The OPD benefits are linked to the sum insured and go up to Rs 20,000 in policies having cover of Rs 1.5 million, Rs 2 million, Rs 3 million and Rs 5 million.
So, what's new?
Insurers are tying up with chains that are backed by corporates or partnering with start-ups to offer the benefits.
They can now have complete control on the process and don't rely on the consumer to provide bills and other documents.
ICICI Lombard and Max Bupa, for example, have tied up with Practo to offer cashless doctor consultations.
Earlier, the companies only had the option to reimburse the customers, based on the bills they submitted.
Many therefore charged extra premiums equivalent to the OPD benefit. Say, a basic policy with a sum insured ofRs 500,000 lakh had Rs 10,000 premium.
If OPD benefits of Rs 5,000 were offered, the company charged an additional Rs 5,000 to Rs 6,000 premium. Many customers went for it as they got income tax deductions.
Check your doctor's expenses
Experts say most families don't even exhaust Rs 5,000 OPD and diagnostic limits in a year.
"Before you buy a plan, check if you can make full use of it. Most don't even exhaust the entire benefit," says Dhruv Sarin, head of health, Policybazaar.com.
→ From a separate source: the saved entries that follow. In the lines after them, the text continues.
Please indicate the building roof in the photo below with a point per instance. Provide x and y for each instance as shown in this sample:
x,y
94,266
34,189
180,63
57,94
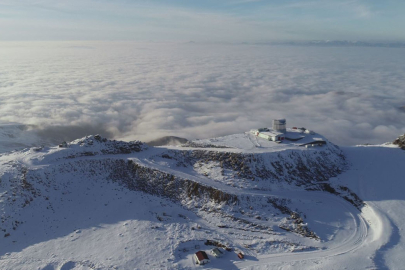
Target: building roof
x,y
201,255
272,133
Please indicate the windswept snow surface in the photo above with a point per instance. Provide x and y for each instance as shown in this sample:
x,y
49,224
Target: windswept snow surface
x,y
81,218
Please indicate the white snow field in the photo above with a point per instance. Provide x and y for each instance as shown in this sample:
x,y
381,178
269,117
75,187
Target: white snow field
x,y
100,204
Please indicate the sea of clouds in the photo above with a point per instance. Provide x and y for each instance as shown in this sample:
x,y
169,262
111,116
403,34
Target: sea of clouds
x,y
129,90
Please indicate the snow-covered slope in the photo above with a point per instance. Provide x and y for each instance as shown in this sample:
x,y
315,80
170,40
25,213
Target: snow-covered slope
x,y
101,204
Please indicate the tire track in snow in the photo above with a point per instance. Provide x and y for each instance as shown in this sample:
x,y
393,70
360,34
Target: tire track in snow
x,y
356,240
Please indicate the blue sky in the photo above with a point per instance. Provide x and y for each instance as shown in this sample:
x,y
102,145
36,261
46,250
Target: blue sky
x,y
203,20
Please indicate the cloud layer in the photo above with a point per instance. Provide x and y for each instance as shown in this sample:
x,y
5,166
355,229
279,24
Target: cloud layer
x,y
145,91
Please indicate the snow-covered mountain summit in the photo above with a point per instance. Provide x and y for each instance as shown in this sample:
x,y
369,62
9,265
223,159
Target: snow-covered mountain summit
x,y
95,203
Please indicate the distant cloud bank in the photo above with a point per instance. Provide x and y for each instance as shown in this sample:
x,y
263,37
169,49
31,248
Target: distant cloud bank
x,y
149,90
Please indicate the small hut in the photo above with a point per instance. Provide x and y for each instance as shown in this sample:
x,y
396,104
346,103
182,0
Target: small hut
x,y
201,257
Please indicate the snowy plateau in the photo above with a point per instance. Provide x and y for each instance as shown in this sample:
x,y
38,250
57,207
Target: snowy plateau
x,y
102,204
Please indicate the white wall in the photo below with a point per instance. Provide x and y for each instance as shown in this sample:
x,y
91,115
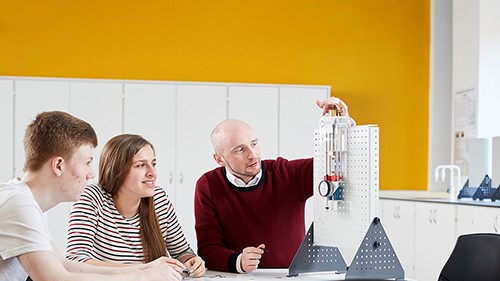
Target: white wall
x,y
473,41
440,104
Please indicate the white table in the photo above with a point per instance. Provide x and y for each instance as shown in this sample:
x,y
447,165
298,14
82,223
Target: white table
x,y
268,275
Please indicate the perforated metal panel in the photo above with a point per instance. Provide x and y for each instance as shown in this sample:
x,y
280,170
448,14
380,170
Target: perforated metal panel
x,y
345,223
314,258
375,257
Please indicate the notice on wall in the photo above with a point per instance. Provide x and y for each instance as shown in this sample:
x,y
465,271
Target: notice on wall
x,y
465,125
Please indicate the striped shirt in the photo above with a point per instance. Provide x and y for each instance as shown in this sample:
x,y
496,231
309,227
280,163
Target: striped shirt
x,y
98,231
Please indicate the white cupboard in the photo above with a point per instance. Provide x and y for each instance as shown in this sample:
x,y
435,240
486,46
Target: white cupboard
x,y
149,111
424,233
31,98
434,229
199,109
398,220
475,219
100,104
7,129
257,106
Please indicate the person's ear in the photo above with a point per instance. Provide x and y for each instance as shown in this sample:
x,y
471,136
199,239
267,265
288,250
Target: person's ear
x,y
218,159
57,165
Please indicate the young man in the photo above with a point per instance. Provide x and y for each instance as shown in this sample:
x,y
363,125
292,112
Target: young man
x,y
58,148
250,212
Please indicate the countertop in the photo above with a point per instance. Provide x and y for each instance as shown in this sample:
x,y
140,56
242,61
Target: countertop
x,y
433,197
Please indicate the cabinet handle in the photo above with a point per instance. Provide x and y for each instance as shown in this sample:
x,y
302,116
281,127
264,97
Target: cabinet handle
x,y
495,224
170,178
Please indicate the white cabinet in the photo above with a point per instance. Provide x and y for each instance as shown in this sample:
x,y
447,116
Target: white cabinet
x,y
434,238
101,105
477,219
257,106
398,220
7,129
31,98
149,111
199,109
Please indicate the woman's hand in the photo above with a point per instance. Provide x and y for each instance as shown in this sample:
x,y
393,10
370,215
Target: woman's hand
x,y
333,103
175,264
195,266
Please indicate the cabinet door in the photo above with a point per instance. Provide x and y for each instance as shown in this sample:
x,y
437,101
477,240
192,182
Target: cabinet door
x,y
398,219
435,238
33,97
257,106
477,219
149,110
199,109
100,104
7,127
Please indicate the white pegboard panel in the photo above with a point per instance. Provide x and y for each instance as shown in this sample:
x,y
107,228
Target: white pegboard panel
x,y
345,225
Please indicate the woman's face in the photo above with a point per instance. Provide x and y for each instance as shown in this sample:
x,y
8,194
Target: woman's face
x,y
141,179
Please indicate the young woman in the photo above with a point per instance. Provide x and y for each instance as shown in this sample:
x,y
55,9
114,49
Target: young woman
x,y
126,218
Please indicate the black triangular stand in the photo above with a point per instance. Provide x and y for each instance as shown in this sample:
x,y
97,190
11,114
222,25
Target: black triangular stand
x,y
375,257
313,258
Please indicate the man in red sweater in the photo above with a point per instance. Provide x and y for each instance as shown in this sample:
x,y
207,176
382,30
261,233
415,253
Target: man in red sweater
x,y
250,212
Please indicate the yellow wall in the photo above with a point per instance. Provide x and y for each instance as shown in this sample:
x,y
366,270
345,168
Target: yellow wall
x,y
374,54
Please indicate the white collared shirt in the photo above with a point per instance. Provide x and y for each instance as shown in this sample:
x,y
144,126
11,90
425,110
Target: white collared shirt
x,y
239,183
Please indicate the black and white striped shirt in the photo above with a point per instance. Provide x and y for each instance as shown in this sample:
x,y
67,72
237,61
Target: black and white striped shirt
x,y
98,231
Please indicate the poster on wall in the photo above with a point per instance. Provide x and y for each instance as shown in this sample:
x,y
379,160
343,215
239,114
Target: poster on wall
x,y
465,125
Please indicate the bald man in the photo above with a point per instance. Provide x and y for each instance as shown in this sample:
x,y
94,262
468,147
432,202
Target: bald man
x,y
250,212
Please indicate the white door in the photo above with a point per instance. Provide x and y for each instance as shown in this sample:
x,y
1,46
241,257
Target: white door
x,y
199,109
149,110
398,219
7,129
477,219
435,237
100,104
257,106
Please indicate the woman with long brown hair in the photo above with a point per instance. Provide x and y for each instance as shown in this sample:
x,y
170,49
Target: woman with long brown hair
x,y
126,218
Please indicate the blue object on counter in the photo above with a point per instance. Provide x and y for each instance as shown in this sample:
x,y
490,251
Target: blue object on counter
x,y
484,191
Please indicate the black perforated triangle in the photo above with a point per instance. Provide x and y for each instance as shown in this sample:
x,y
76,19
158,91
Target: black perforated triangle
x,y
375,257
314,258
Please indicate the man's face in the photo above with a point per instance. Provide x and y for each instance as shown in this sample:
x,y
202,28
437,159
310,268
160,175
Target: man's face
x,y
240,154
78,170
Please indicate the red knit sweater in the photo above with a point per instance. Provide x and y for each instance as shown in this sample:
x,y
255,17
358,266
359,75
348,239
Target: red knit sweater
x,y
229,218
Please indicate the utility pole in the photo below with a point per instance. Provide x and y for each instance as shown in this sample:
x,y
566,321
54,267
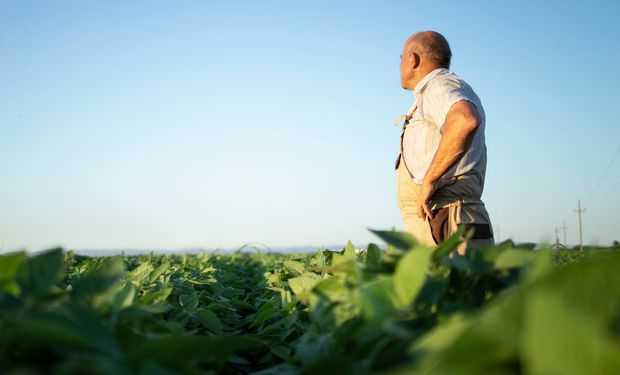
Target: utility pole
x,y
564,227
579,211
557,245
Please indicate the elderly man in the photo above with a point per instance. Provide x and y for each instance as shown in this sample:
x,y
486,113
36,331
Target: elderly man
x,y
442,162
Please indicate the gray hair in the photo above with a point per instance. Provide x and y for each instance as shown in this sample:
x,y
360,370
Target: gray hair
x,y
433,46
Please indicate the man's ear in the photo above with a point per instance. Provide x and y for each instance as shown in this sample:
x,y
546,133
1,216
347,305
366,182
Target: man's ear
x,y
416,60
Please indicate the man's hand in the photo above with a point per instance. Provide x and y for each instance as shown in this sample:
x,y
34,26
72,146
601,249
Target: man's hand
x,y
428,188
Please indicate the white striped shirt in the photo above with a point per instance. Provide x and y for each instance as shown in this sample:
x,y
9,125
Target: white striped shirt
x,y
434,96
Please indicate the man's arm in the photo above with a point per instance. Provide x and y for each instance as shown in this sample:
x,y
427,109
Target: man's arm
x,y
458,132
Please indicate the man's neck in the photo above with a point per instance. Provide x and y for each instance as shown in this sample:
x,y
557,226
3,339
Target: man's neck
x,y
424,71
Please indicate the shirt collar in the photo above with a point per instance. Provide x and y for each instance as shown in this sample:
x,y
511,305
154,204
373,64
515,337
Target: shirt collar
x,y
422,84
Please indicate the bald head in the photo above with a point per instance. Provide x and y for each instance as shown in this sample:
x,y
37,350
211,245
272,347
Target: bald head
x,y
432,46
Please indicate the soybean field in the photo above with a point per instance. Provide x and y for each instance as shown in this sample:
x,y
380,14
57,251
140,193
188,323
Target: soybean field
x,y
405,309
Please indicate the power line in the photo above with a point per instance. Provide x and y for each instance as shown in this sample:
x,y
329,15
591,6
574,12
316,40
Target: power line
x,y
611,162
579,211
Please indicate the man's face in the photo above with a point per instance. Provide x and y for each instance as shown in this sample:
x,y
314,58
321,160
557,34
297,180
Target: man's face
x,y
406,68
Industry sources point out that the average utilisation of OPD has been 60 per cent of the benefit offered.
While the insurers and their partners are expanding the network of doctors and hospitals, check whether you can access them easily.
Experts say that most people don't make full use of the feature if they have to travel some distance.
What if prices reduce in future?
Over time, the premiums for policies with OPD and diagnostics have been coming down. There's also a possibility that your insurer launches a new policy with additional features at a lower or same premium for new customers.
What are your options in such a case?
When the policy is due for renewal, insurers allow customers to shift to a new policy on 'as is basis'.
"The process is similar to porting of health insurance. You can opt for the new policy and there won't be any health check-ups for the same sum insured," says Mishra of Apollo Munich.
"If you, however, demand an increase in the cover, the insurer may ask you to go for medical tests," Mishra adds.
Otherwise, the policyholder needs to pay only the differential premium.